How integrated biomechanical modeling, embedded systems, and adaptive signal processing form a unified control architecture.


Content:

Introduction

Modern upper limb prosthetics require more than signal detection.
They require a cohesive control architecture capable of translating human intention into fluid mechanical response.

Our hybrid control architecture integrates multiple subsystems into a synchronized platform.


Multi-Layer System Design

The architecture is structured in three coordinated layers:

  1. Signal Acquisition Layer
    Captures EMG input and auxiliary sensor data.
  2. Processing & Fusion Layer
    Applies filtering, normalization, and sensor fusion techniques to reduce noise and enhance reliability.
  3. Embedded Control Layer
    Executes real-time motion decisions with minimal latency.

This layered structure allows modular updates without redesigning the entire system.


Why Hybrid Matters

Pure EMG-based systems often struggle with variability.
Pure rule-based control lacks adaptability.

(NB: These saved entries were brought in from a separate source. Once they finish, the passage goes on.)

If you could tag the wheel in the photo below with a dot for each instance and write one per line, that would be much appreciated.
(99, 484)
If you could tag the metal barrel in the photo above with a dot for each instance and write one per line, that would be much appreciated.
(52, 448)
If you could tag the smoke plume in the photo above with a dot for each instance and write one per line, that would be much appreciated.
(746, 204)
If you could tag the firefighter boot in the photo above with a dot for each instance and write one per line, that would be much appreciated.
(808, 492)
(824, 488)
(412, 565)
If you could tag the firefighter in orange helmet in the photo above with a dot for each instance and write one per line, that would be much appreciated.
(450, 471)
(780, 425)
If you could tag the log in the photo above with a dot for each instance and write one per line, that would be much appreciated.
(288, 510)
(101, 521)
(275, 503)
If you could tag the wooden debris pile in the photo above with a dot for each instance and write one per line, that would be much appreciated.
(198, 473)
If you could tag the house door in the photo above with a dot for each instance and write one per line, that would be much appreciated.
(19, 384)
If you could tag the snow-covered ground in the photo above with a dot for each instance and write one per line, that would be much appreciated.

Hybrid control combines deterministic stability with adaptive intelligence, enabling:

  • Improved signal robustness
  • Reduced false activations
  • Smooth transition between motion states
  • Consistent performance across users

Clinical Relevance

The architecture is designed for:

  • Integration with commercial prosthetic hardware
  • Clinical testing environments
  • Long-term usability studies

By structuring the system modularly, we support scalable deployment.


Conclusion

Hybrid control is not a single algorithm.
It is a structured ecosystem that balances stability, adaptability, and real-time performance.